Y las razones especulativas, a poco que se molestasen en buscarlas, no faltaban. No había más que echar mano del venerable principio del razonamiento por analogía en un sentido vitalista para, procediendo como en buena lógica se debe hacer, de lo conocido a lo desconocido[[Esto no impide a Paracelso reconocer que el alma y el hombre son más difíciles de conocer que la naturaleza exterior. Una de las mayores ventajas de la doctrina del microcosmos es que permite invertir la dificultad al estudiar el «gran mundo» antes que el «pequeño» y explicar al hombre por analogía con el universo.

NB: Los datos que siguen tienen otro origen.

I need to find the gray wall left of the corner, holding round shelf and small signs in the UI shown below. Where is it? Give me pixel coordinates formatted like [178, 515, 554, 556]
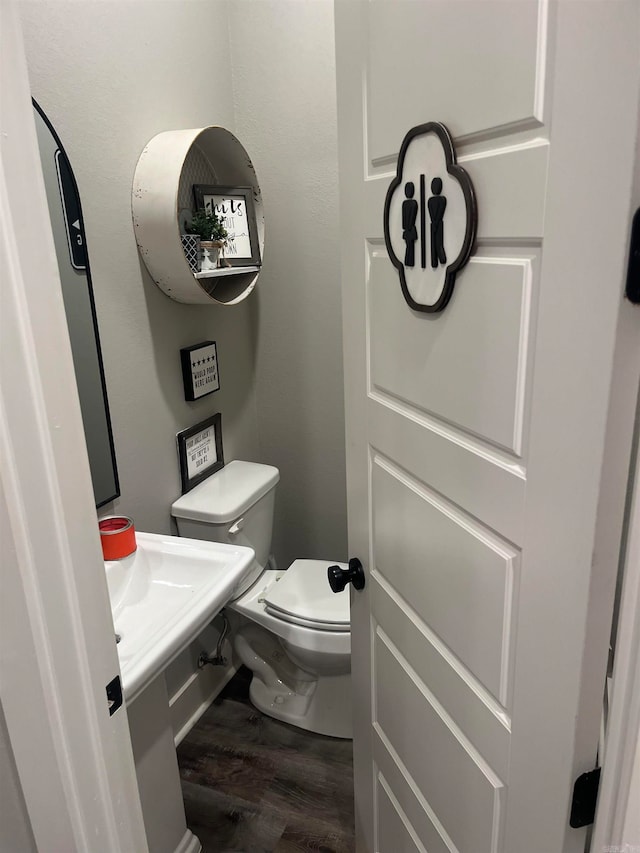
[21, 0, 257, 532]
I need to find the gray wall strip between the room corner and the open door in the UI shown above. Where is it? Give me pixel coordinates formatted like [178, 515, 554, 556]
[229, 0, 347, 566]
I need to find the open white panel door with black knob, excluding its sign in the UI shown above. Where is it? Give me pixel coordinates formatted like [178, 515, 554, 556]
[336, 0, 640, 853]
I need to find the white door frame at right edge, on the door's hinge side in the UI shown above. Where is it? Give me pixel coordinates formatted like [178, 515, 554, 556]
[590, 90, 640, 853]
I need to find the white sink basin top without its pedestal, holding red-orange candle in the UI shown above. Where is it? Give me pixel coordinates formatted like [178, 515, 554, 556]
[105, 533, 255, 702]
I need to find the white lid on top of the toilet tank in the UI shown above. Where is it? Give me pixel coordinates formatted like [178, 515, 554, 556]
[171, 459, 280, 524]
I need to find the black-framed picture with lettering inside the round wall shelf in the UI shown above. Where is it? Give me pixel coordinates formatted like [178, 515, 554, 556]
[193, 184, 260, 267]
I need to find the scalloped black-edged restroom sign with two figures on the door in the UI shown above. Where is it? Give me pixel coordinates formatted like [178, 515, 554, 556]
[384, 122, 478, 312]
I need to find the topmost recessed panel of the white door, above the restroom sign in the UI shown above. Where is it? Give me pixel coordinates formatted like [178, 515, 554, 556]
[362, 0, 549, 159]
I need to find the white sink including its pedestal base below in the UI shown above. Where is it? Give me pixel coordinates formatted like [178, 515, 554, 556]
[105, 533, 255, 853]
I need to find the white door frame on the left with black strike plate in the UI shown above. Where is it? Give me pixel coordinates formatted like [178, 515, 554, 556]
[0, 2, 147, 853]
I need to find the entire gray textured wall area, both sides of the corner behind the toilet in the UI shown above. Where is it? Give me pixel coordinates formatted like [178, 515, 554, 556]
[21, 0, 346, 565]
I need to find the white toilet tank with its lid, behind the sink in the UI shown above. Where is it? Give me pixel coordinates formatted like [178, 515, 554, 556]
[171, 460, 280, 597]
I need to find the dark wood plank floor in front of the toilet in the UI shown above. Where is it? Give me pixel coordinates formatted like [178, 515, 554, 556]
[178, 667, 355, 853]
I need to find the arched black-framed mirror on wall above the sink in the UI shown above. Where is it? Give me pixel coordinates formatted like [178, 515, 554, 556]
[32, 100, 120, 507]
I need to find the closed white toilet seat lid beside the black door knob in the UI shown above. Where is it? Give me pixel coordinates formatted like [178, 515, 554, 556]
[263, 560, 351, 632]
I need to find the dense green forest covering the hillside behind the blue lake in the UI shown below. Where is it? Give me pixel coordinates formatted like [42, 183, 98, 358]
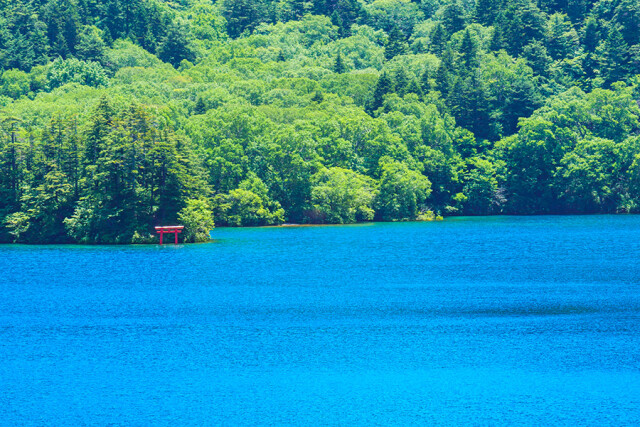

Es una de las razones por las cuales la astrología es necesaria para el médico. Lo cual no impide al hombre continuar siendo la base y el prototipo de todo conocimiento. ¿Acaso san Agustín no dijo: valde profundus est ipso homo ?]], llegar a la no menos antigua y no menos venerable doctrina del hombre microcosmos, centro, imagen y representante del mundo, libro en el que se contienen, y donde pueden leerse, los secretos y las maravillas del macrocosmos o del macrantropos. No había más que volver a tomar desde este punto de vista la doctrina clásica del hombre, imagen y semejanza de Dios para formarse, razonando por analogía, una imagen coherente del universo, cuerpo visible del espíritu invisible, expresión tangible de fuerzas inmateriales. En efecto, ¿cómo conocer algo de lo que se estuviera completa y perfectamente alejado? Conocer, ¿no es acaso asimilar, no es volverse en cierta forma idéntico al objeto o a la persona que se quiere conocer? Una vez más, en este punto la tradición concordaba perfectamente con la sabiduría popular. Nadie puede entender lo que no ha experimentado por sí mismo, nadie puede comprender a otro si no puede, en cierta medida, identificarse con él, hacer revivir en sí mismo sus sentimientos, ponerse en su lugar, sentir como él. No hay conocimiento sin simpatía, y no hay simpatía sin semejanza. Sólo el semejante conoce a sus semejantes; por eso nosotros podemos conocer en nuestro interior lo que es semejante fuera de nosotros mismos.